Pandora was for sale up in Wolverhampton, furthest I’ve ever travelled for a snake. Fortunately we have access to a mini-bus so we could transport her and the huge vivarium back home so my dad and I went across the country to buy the snake, when we arrived I was less than impressed with the state of the vivarium- he had apparently just added new substrate for me but on closer inspection it seems that was just added to hide the bottom of the cage which was encrusted with old shed skin and dirty, it took a blade and a long time to pry it all off. Apparently he had previously been keeping her with his Burmese python as well which was my first experience with monumental stupidity from a snake keeper, I wasn’t keen. But I was keen on the snake, she was beautiful and I was absolutely impressed when he demonstrated how tame she was by holding his hand around her head without her reacting, personally if he put his hand near my mouth he’d have lost it. Aside from the shabby vivarium and poor keeping of the boa the chap seemed okay so I paid him £200 for the lot and we brought Pandora home. Upon returning on the 4 hour drive Pandora was naturally quite upset, and due to bad luck there happened to be a family gathering at my house when we got back. I had to take her from the duvet cover she was in and place her into her vivarium which proved to be insanely difficult, it was surprising how hurt I was by the comments my family made about how it was a stupid decision, how big snakes shouldn’t be legal, how it was dangerous. To me she was just upset about a long car journey and wanted time to chill out. On the drive home I had noticed her breathing was off and thought it might be a respiratory infection, so the next day I organized a vet visit for her in a few days. I met my local reptiles vet Mr. David Vawyer and he gave Pandora a few injections to help clear up the infection, I was ridiculously proud of myself for managing to diagnose it. 

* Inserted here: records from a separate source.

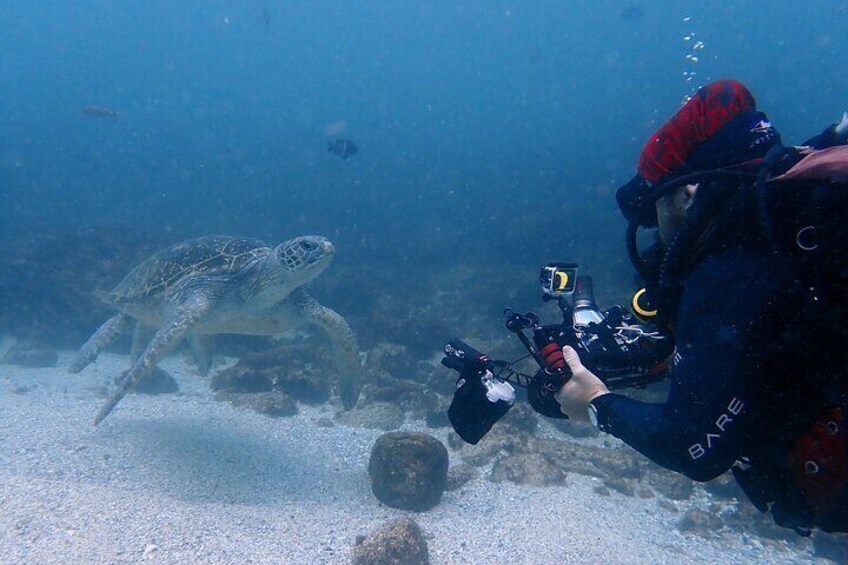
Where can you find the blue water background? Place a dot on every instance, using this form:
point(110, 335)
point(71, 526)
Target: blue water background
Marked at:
point(489, 132)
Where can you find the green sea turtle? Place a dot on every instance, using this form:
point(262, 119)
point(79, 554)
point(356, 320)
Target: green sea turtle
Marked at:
point(221, 284)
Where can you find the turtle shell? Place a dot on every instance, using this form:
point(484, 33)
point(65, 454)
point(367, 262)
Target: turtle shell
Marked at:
point(215, 256)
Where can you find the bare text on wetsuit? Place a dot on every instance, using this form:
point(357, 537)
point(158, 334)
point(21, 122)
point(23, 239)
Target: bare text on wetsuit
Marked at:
point(734, 407)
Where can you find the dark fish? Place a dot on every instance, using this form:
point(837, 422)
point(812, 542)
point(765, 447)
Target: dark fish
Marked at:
point(95, 111)
point(631, 12)
point(344, 148)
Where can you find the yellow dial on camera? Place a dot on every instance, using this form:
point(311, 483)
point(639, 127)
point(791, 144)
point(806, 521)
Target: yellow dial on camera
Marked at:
point(637, 308)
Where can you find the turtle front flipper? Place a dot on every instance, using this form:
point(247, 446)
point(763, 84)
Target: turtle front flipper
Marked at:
point(111, 329)
point(164, 341)
point(345, 348)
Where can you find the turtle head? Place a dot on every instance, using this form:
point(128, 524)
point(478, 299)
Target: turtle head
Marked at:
point(301, 259)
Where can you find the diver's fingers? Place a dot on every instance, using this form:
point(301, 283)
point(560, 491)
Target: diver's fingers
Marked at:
point(572, 359)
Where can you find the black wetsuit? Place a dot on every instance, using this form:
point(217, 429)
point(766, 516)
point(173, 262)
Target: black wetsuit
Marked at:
point(721, 404)
point(705, 423)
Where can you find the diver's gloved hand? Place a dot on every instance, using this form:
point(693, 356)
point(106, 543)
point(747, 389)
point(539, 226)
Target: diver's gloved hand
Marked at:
point(841, 128)
point(583, 387)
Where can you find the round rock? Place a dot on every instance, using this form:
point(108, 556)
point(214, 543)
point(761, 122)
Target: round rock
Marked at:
point(398, 543)
point(408, 470)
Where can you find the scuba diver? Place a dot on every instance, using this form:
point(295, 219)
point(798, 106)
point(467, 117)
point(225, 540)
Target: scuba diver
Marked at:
point(749, 277)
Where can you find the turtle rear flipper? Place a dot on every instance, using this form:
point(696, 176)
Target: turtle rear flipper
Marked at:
point(111, 329)
point(345, 348)
point(164, 341)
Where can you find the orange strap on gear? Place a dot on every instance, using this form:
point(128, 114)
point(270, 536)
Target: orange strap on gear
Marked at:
point(819, 463)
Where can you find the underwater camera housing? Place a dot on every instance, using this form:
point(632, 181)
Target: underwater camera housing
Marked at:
point(612, 344)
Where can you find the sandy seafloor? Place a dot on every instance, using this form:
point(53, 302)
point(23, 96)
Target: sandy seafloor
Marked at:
point(187, 479)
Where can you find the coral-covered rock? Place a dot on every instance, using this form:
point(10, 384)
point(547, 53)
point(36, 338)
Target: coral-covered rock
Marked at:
point(398, 543)
point(408, 470)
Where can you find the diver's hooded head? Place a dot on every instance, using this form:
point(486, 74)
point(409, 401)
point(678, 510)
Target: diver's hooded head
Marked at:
point(718, 128)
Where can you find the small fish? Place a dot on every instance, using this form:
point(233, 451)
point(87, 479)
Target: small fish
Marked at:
point(95, 111)
point(344, 148)
point(631, 12)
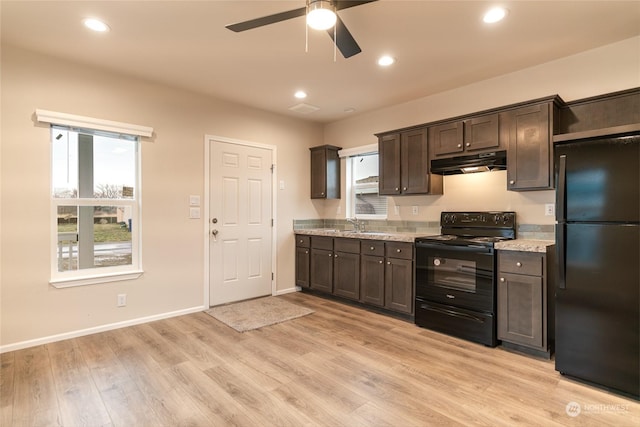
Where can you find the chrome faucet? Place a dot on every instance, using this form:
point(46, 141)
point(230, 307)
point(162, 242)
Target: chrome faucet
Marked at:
point(357, 225)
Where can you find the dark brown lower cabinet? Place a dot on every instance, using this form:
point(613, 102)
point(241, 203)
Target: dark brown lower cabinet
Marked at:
point(374, 273)
point(398, 285)
point(372, 280)
point(525, 302)
point(346, 275)
point(321, 275)
point(302, 266)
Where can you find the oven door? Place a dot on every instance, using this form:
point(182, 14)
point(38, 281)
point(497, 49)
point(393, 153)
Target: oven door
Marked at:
point(457, 275)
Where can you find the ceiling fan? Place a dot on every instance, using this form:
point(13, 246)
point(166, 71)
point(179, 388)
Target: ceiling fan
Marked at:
point(322, 8)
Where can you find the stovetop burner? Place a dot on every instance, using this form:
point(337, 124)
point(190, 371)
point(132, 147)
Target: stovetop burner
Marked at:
point(483, 228)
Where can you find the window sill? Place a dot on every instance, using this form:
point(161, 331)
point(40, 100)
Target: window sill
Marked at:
point(95, 279)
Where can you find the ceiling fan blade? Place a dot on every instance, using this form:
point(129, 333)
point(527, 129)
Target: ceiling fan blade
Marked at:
point(266, 20)
point(345, 4)
point(344, 40)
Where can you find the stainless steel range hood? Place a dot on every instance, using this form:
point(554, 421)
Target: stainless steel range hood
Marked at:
point(483, 162)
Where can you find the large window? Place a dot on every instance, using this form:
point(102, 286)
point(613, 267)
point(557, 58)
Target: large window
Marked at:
point(95, 205)
point(363, 198)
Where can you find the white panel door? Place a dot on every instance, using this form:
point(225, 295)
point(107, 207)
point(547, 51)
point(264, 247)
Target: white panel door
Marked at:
point(240, 230)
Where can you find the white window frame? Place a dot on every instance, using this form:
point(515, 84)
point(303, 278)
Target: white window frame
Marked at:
point(90, 276)
point(351, 154)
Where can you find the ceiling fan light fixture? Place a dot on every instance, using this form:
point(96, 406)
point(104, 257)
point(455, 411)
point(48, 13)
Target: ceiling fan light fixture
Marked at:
point(321, 14)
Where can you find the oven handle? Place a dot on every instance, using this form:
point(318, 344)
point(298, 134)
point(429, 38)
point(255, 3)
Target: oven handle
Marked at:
point(451, 313)
point(465, 248)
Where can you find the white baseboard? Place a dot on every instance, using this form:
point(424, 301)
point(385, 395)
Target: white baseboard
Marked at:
point(287, 291)
point(74, 334)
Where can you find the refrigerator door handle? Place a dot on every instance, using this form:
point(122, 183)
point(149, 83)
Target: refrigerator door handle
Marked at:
point(561, 193)
point(561, 255)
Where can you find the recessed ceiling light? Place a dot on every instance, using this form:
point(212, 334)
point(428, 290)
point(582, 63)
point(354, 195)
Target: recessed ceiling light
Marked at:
point(96, 25)
point(386, 60)
point(494, 15)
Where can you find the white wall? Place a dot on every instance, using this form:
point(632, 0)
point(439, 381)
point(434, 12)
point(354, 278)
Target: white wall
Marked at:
point(172, 169)
point(607, 69)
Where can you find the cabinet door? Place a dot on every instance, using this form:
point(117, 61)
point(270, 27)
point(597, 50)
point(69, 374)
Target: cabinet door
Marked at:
point(389, 164)
point(447, 139)
point(415, 162)
point(318, 173)
point(302, 267)
point(372, 280)
point(529, 156)
point(482, 133)
point(398, 285)
point(321, 275)
point(520, 309)
point(346, 275)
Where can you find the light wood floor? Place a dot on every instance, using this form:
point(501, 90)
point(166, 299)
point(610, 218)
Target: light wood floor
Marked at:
point(340, 366)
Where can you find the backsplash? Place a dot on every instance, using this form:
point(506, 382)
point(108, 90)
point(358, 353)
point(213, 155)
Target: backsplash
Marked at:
point(525, 231)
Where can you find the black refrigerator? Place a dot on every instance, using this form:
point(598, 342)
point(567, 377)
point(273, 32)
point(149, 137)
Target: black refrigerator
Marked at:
point(598, 249)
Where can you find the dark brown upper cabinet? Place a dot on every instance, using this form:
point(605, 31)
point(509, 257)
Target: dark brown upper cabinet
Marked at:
point(530, 154)
point(404, 164)
point(325, 172)
point(466, 136)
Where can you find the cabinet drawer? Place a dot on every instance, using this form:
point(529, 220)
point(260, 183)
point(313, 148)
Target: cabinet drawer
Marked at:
point(347, 245)
point(372, 247)
point(322, 242)
point(399, 250)
point(303, 241)
point(520, 263)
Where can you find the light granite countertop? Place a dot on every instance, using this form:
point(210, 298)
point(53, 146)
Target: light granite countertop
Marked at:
point(525, 245)
point(369, 235)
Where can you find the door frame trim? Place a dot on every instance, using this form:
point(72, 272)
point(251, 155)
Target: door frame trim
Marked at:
point(208, 140)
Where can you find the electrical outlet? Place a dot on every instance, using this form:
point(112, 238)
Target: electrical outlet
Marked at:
point(122, 300)
point(549, 209)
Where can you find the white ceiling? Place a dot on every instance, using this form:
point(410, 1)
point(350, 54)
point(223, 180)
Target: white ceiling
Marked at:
point(439, 45)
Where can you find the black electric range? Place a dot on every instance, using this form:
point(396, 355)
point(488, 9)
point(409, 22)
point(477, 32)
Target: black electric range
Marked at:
point(456, 274)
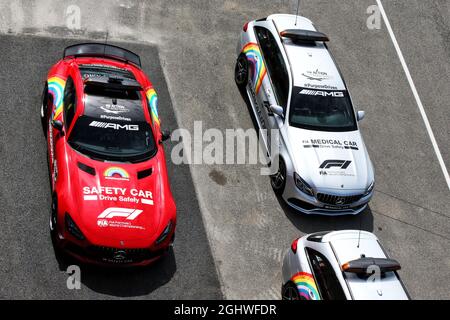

It took a long, long time to get Pandora to eat. I was really worried about her and naturally as it was a new species and size of snake I was really hoping to see her strike and eat. It became a natural occurrence to throw these giant rats away every week. I assumed it was just the infection clearing up that was the problem, I would find out in a few weeks I was wrong and my whole world was about to turn upside down.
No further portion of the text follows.